Renditen am Anleihemarkt Berlusconi wird für Italien immer teurer

Obwohl die EZB mit Milliardeneinsatz Anleihen aufkauft, klettern die Risikoprämien für italienische Staatsanleihen wieder in die Höhe. Der laxe Kurs von Ministerpräsident Berlusconi kommt dem Land teuer zu stehen: Ein Überblick über die jüngste Entwicklung der Risikoprämien.
1 / 7

Schönwetterpräsident: Italiens Premier Silvio Berlusconi (als Souvenirpuppe in Rom dritter von rechts) hat Haushaltsreformen wieder zurückgenommen, die er erst vor wenigen Tagen versprochen hatte. Nun verlieren auch die Währungshüter die Geduld und stellen den Reformwillen der italienischen Regierung in Frage. Die Folge: Die Risikoprämien für italienische Staatsanleihen, die auf Grund der Stützungskäufe der EZB zuletzt gesunken waren, zogen wieder steil an ...

Foto: REUTERS
2 / 7

... so kletterte die Rendite zehnjähriger Staatsanleihen wieder über die Marke von 5,5 Prozent, nachdem die EZB-Käufe die Renditen zuletzt deutlich gedrückt hatten. "Italien hat ein Problem mit der politischen Führung, nicht mit der Wirtschaftsstruktur", sagte Commerzbank-Chef Martin Blessing. Italien muss Investoren rund dreimal so hohe Zinsen zahlen wie zum Beispiel Deutschland ...
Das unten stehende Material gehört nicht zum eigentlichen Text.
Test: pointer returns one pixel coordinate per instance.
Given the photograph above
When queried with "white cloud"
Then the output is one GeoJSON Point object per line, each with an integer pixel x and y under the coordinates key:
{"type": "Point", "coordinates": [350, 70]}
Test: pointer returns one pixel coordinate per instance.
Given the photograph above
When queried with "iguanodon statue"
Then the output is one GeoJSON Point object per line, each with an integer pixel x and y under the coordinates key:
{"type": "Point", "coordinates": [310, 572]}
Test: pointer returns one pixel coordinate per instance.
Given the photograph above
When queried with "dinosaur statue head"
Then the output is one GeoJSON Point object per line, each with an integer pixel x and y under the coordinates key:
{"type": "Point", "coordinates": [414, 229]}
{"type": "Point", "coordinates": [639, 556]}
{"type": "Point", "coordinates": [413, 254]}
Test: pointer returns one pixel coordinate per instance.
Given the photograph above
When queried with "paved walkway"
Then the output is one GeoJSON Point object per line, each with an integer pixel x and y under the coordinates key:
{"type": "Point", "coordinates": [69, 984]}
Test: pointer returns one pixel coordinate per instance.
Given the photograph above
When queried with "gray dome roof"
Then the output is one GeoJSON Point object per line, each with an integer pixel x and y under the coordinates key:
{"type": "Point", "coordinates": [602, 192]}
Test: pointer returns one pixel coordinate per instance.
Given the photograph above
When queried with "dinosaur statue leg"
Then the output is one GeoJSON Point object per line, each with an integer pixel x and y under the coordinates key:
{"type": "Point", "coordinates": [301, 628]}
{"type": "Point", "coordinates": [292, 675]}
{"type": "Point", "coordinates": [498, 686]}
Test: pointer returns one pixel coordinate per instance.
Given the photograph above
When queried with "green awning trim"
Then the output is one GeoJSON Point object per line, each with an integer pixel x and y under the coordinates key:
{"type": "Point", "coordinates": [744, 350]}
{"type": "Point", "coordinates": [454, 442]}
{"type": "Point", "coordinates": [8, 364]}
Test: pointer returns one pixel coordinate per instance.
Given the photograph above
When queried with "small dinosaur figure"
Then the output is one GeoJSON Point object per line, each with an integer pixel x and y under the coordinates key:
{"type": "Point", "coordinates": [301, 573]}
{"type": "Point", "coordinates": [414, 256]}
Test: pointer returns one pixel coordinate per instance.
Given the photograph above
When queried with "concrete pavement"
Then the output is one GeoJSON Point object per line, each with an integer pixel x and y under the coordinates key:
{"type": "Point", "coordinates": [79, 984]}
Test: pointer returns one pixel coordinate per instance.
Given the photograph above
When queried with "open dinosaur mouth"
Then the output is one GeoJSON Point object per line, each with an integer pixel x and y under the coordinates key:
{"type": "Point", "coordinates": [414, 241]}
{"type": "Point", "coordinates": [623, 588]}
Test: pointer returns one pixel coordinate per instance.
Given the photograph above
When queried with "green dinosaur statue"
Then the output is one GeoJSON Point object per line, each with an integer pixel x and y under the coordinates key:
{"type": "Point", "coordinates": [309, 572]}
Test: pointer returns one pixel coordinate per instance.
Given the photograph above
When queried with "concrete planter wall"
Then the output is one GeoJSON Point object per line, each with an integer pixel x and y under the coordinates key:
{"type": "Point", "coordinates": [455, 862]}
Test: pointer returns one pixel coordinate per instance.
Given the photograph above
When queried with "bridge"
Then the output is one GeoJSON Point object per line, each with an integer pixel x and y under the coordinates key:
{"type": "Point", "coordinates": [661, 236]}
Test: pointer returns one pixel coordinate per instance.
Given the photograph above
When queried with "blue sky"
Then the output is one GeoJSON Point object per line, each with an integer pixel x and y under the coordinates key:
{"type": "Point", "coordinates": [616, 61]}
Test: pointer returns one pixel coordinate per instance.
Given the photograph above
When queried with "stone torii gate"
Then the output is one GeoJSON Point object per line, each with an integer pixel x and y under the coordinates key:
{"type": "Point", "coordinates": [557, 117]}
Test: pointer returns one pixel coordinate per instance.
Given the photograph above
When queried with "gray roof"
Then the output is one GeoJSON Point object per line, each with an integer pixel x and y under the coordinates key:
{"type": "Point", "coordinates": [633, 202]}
Foto: Bloomberg / manager magazin
3 / 7

... so fiel die Rendite für die zehnjährige Bundesanleihe zu Wochenbeginn klar unter die Marke von 2 Prozent. Bereinigt um die Inflation ist die Verzinsung zehnjähriger deutscher Staatsanleihen sogar negativ. Das andere Extrem in der Euro-Zone ist Griechenland ...

Foto: Bloomberg / manager magazin
4 / 7

... die Rendite zehnjähriger Griechenland-Anleihen liegt bei fast 20 Prozent. Anders gesagt: Der Markt geht nicht mehr davon aus, dass Griechenland seine Schulden vollständig zurückzahlen kann, denn in diesem Fall würden Anleihe-Investoren ein famoses Geschäft machen. Eine ähnliche Entwicklung wie Italien ...

Foto: Bloomberg / manager magazin
5 / 7

... weisen auch die Renditen für spanische Staatsanleihen auf, die ebenfalls deutlich über 5 Prozent notieren. Spanien hat sich zum Euro bekannt, muss durch eigene Haushaltsdisziplin aber auch einen Beitrag zur Stabilität des Euro leisten. Zweistellige Renditen ...

Foto: Bloomberg / manager magazin
6 / 7

... fordern Investoren, wenn sie Portugal Geld leihen sollen. Portugal ist deshalb ebenso wie Griechenland unter den Rettungsschirm geflüchtet und wird bis Jahresende noch mit neuen Krediten in Höhe von rund 78 Milliarden Euro versorgt. Das Geld kommt je zu einem Drittel aus dem Rettungsfonds EFSF, dem Internationalen Währungsfonds IWF sowie dem EU-Fonds EFSM. Die Renditen von knapp 10 Prozent gelten also für Altanleihen Portugals und nicht für frisches Geld aus Mitteln des Rettungsfonds. Ein noch größeres Hilfspaket ...

Foto: Bloomberg / manager magazin
7 / 7

... in Höhe von rund 85 Milliarden Euro nutzt Irland, dessen Sparbemühungen im Gegensatz zu Italien von der EU ausdrücklich gelobt werden. Altanleihen Irlands werden nichtsdestotrotz derzeit mit einer Rendite von mehr als 8 Prozent gehandelt.